Robert Icke zeigt Tschechows „Iwanow“ in Stuttgart hart und kalt zwischen Depression und Boulevard.
Hart, böse und nachher ins Boulevardeske komödiantisch gestaltet sich Robert Ickes Vereinnahmung von Anton Tschechows „Iwanow“. Im allgemein Beweglichen – selbst die Bühne dreht sich, wenn auch sehr, sehr langsam – herrscht psychologischer und überhaupt völliger Stillstand. Nikolas Hoffmann, so heißt Iwanow hier, hätte sich auch in der ersten Minute des Abends erschießen können, eines Abends, an dem das Publikum nicht viel von ihm erfahren wird. Diesen Teil – die Hoffnung, dass es helfen könnte, sich zu öffnen, über die Probleme zu reden – hat er offenbar schon lange hinter sich.
Nikolas Hoffmann ist ein mit sich selbst äußerst erfahrener Depressiver. Wenn er von sich sagt, er sei ein Witz, oder wenn er zu schluchzen beginnt, dann setzt das nichts mehr in Gang. Unglück, das sich so weit von Hoffnung, nämlich jenen Momenten der Aufbruchstimmung und des Pläneschmiedens, entfernt hat, ist zumal aus Sicht des Unglücklichen eindimensional, stumpf und ausgesprochen fad. Aus Sicht der anderen ebenfalls, die schemenhaft bleiben müssen und ihr Leben woanders führen.
Icke lässt nun recht unterhaltsam vorführen, wie man so noch eine ganze Weile weitermachen kann, bis man nicht mehr weitermachen kann. Benjamin Grüters Verschlossenheit, das Gegenteil von dem, was ein Schauspieler normalerweise tut, gibt ihm eine ungemütliche Unverbindlichkeit dem Leben und dem in diesem Fall damit einhergehenden Bühnengeschehen gegenüber. Auch wenn wir ihn in Großaufnahme sehen, lässt er sich keinen Deut in die Seele blicken.

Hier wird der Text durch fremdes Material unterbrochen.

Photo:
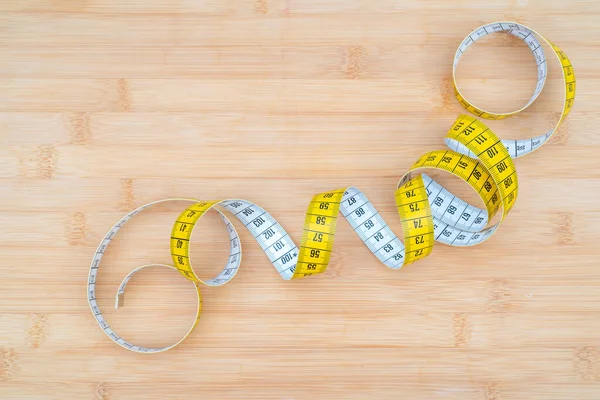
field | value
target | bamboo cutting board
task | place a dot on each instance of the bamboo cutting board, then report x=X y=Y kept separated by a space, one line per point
x=108 y=104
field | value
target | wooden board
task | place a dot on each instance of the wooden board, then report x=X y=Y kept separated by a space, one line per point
x=108 y=104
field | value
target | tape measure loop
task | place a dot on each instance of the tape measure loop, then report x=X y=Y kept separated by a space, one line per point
x=428 y=212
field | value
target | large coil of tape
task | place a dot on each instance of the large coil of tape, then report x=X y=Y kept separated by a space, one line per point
x=428 y=212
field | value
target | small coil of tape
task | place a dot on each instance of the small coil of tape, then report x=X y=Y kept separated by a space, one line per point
x=428 y=212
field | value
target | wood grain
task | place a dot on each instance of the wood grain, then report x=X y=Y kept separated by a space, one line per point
x=108 y=104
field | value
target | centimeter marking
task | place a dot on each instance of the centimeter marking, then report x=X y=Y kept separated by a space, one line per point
x=428 y=212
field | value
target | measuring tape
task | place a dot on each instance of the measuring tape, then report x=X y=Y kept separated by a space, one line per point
x=428 y=212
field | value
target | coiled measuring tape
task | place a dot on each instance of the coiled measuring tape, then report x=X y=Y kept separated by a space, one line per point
x=428 y=212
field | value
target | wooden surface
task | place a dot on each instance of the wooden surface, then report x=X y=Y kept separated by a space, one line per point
x=109 y=104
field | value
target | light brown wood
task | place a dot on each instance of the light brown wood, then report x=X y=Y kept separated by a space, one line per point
x=108 y=104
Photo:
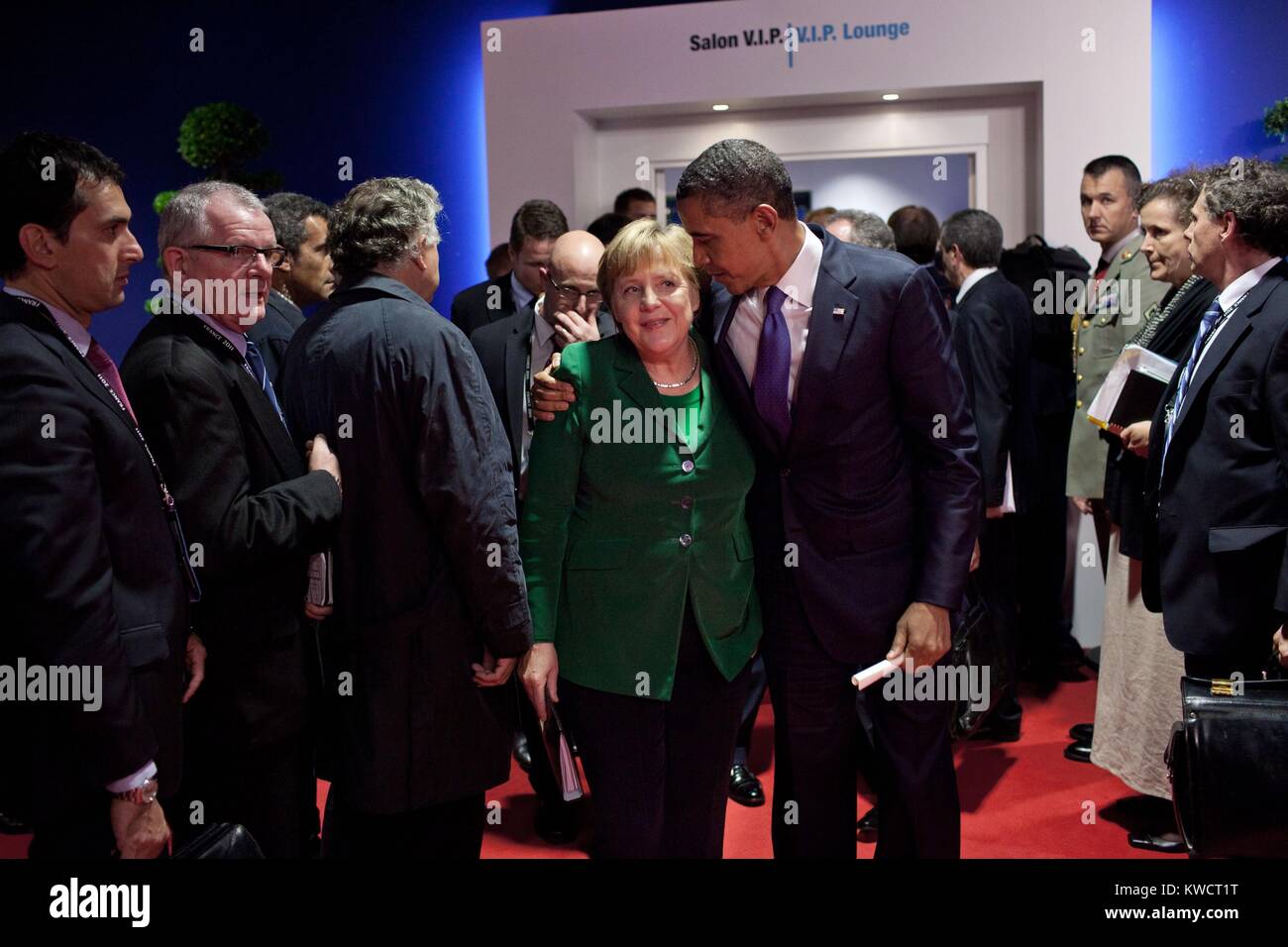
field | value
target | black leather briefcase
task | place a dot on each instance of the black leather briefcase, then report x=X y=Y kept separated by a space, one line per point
x=1228 y=762
x=222 y=840
x=975 y=644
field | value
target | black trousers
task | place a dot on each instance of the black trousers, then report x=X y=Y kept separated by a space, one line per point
x=815 y=750
x=447 y=830
x=658 y=771
x=270 y=789
x=85 y=835
x=999 y=582
x=1041 y=543
x=755 y=694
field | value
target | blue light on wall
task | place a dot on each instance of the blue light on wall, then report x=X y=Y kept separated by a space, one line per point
x=1215 y=69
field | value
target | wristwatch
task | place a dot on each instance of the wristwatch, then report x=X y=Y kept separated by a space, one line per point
x=141 y=795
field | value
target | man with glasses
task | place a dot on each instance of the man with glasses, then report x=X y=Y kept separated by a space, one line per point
x=254 y=512
x=511 y=351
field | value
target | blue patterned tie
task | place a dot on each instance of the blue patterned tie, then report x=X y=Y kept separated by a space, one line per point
x=257 y=365
x=773 y=368
x=1210 y=318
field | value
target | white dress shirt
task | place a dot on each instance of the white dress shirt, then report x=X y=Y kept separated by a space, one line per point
x=799 y=283
x=541 y=348
x=1232 y=294
x=977 y=274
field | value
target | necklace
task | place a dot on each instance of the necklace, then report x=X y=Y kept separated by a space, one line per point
x=687 y=377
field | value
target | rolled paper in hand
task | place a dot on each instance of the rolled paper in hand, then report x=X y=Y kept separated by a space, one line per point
x=870 y=676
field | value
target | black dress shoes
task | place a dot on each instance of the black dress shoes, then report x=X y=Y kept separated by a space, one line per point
x=1078 y=753
x=745 y=788
x=867 y=826
x=1172 y=845
x=522 y=751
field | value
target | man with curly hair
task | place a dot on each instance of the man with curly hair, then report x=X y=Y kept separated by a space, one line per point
x=428 y=582
x=1215 y=558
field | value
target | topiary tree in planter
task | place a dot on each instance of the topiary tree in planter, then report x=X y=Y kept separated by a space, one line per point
x=1276 y=124
x=222 y=140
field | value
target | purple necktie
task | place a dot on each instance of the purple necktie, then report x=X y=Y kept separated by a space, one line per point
x=773 y=365
x=104 y=367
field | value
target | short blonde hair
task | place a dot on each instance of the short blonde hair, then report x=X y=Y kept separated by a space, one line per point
x=642 y=243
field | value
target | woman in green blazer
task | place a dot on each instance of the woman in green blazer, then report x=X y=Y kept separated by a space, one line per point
x=639 y=561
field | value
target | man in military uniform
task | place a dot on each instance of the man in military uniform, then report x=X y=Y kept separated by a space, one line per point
x=1117 y=298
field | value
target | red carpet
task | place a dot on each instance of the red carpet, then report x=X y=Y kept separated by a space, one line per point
x=1019 y=800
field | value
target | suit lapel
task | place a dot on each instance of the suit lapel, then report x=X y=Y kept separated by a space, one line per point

Zum zweiten Mal ist nach „Orestie“ am Stuttgarter Schauspiel die Icke-Überschreibung eines Klassikers zu sehen. Der britische Theatermacher schraubt sich dabei nicht in die Tiefe der Texte. Er schaut nach plausiblen Vergegenwärtigungen und diese liegen, so ist das bei starken Texten, auf der Hand. Hatte das in „Orestie“ nach starkem Beginn zu einer Überkonstruktion und einem Zuviel geführt – zu viel Stoff, zu viel Drama, zu viel, was auch noch abgehandelt werden musste –, so handelt es sich bei „Iwanow“ um eine Reduktion auf den meisten Ebenen, eine Oberflächisierung, die in ihrer Konsequenz unheimlich überzeugt. Es besteht ja dieses Missverständnis, dass Unglück Tiefe hätte und dadurch interessant wäre. Übrigens verläuft auch der Abend umgekehrt, lässt sich zäh an – mit diesem Nikolas Hoffmann ist wirklich nichts mehr los –, um dann allmählich in Schwung zu kommen.
Hildegard Bechtler hat eine aufwendige Bühne bauen lassen, ein Luxusgegenstand gewissermaßen, indem die Spielfläche von Wasser umgeben ist, das aber für die Inszenierung nur beiläufig genutzt wird. Es ist wenig Wasser mit Blick auf die Fluten des Klimawandels – der natürlich Erwähnung findet, weil Immobilien in Ufernähe heute auch nurmehr ein Risikogeschäft sind –, aber viel Wasser für eine Theaterbühne. Vor allem Nikolas selbst watet durchs flache, stets im Dunkel bleibende Nass, das die Oberflächlichkeit der Situation spiegelt und zugleich leise Assoziationen an ein Totenreich weckt. Im Mittelpunkt der erhöhten Spielfläche so auch ein einfacher Sarg, hinten eine große Leinwand, auf der zuweilen Aufnahmen der Bühne von oben erscheinen (Video: Tim Reid). Darunter Nikolas’ Gesicht, wenn er nach oben starrt und Grüter sich rein gar nichts anmerken lässt. Dazu die Geräuschkulisse des Sounddesigners Joe Dines, die man immer wieder für einen Zufall halten kann – da ein Streichen des Windes, dort etwas Fluglärm. Alles sehr gedämpft.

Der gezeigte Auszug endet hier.